I recently read an article about a person who won a contest to see who could make the best map of the United States. That made me wonder who in the world uses hard copy maps these days. I mean, it seems as though everyone I know either uses a handheld GPS or a GPS application on their smart phone to get them from here to there. If they don't do that then they use Google Maps or something like that. I don't know anyone who uses hard copy maps. Well, except for Ellie and me anyway. We do carry hard copy maps with us when we travel, but that's only to justify the money we spend for our AAA membership. Mostly they just sit in the map pocket of the car while we use Tess, our name for our GPS, to show us the way to go home.
Maps aren't the only paper goods that are rapidly becoming obsolete because of technology. Look at books, for example. “What!?” you say, “I don't read books anymore. I either get audio books on CDs to play in the car while I'm behind the wheel or I read e-books on my Kindle, Nook, Ipad or whatever.” Which is precisely my freaking point: I'm about the only person I know who reads actual books made of paper and filled with printed words and silverfish. New technology has just about replaced them.
Another area where the printed word has disappeared is user manuals. Did you get one with your last cell phone? I bet not. You probably had to go to the manufacturer's website and download a pdf file before you could figure out how the damn thing works. That's even the case with computers and their many peripherals. You're in serious trouble if you buy a new computer and don't know how to hook it up to the great user guide server in the cloud. You're not gonna get any printed help. You'll just have to call the Geek Squad. If, that is, you can find their number without looking it up on the internet or a Yellow Pages CD.
It seems like all the folks who provide you with goods and services of any kind are pushing you away from paper too. Recently one of my service providers, who always sent me a nice invoice and pre-printed envelope so I could send them a check for services rendered, started sending me emails with a pdf of my invoice attached. So now I have to use my ink (which costs so much that I don't even print photos with it; I send them to Walgreens, electronically, of course) and my envelope to send in the check for the service I'm paying for. I'm sure that before long they'll want me to pay electronically too.
Even the government is getting into the act. Try sending in your income tax return on paper. Sure, you can do it, but they give you a little disclaimer to let you know that they're going to drag their feet if you do. And they want to deposit the check directly into your bank account instead of sending it in the mail like they used to. I'm thinking they could go a long way toward solving the employment crises if they didn't eliminate jobs by using all this electronic communication instead of paper! No wonder the post office is in big trouble. Even the government doesn't use them to correspond with you. In fact, even the freaking post office tries to get you to buy your postage online. Hello! I think I see why they need to close post offices all over the country. And I'm beginning to understand all this business about going postal.
Of course I realize that all this is really nothing new. Technology has been replacing old forms of things with new ones ever since the first cave man realized that he would get a better spear point by putting a broken piece of bone on the end of the stick he used to skewer rabbits or his neighbors or whatever.

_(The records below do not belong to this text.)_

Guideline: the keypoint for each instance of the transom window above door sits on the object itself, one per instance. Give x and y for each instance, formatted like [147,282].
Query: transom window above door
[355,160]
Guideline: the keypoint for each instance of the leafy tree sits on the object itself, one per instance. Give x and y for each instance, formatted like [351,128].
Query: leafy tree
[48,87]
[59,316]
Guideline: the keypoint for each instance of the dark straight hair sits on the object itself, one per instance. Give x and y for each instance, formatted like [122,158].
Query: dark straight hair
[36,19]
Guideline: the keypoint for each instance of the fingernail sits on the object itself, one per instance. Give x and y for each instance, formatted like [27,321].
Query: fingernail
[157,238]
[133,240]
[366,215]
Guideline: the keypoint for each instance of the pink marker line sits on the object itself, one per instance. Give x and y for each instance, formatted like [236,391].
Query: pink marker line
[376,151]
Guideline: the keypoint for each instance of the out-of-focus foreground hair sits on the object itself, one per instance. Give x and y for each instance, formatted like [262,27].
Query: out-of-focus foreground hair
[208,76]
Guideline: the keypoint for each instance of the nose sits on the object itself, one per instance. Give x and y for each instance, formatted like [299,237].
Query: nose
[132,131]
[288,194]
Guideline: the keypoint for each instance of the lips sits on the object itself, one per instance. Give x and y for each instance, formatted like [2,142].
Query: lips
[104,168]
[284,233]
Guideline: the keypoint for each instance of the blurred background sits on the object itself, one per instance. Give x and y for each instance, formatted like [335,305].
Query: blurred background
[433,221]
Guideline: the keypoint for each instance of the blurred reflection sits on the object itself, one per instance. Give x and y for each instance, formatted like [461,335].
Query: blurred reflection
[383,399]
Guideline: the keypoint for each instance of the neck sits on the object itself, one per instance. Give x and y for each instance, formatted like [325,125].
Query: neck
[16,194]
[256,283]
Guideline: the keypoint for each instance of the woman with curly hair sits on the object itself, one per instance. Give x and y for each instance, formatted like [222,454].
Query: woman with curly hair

Still, I find myself holding on to the old forms of things for as long as I can, even when I've replaced them with the newer, faster, sexier version. For one thing it seems as though as soon as I donate the old stuff to some charity it shows up in a thrift shop or antique store where my wife buys it as a decorator item for three times what we paid when we bought it new. Maybe that guy that spent two years making the best map of the US had the right idea after all. He'll probably sell copies of it to people who hang it on the wall of their office where it will be ignored while they use Google Maps or their Iphone to plan their next trip. Oh well, I guess that's progress.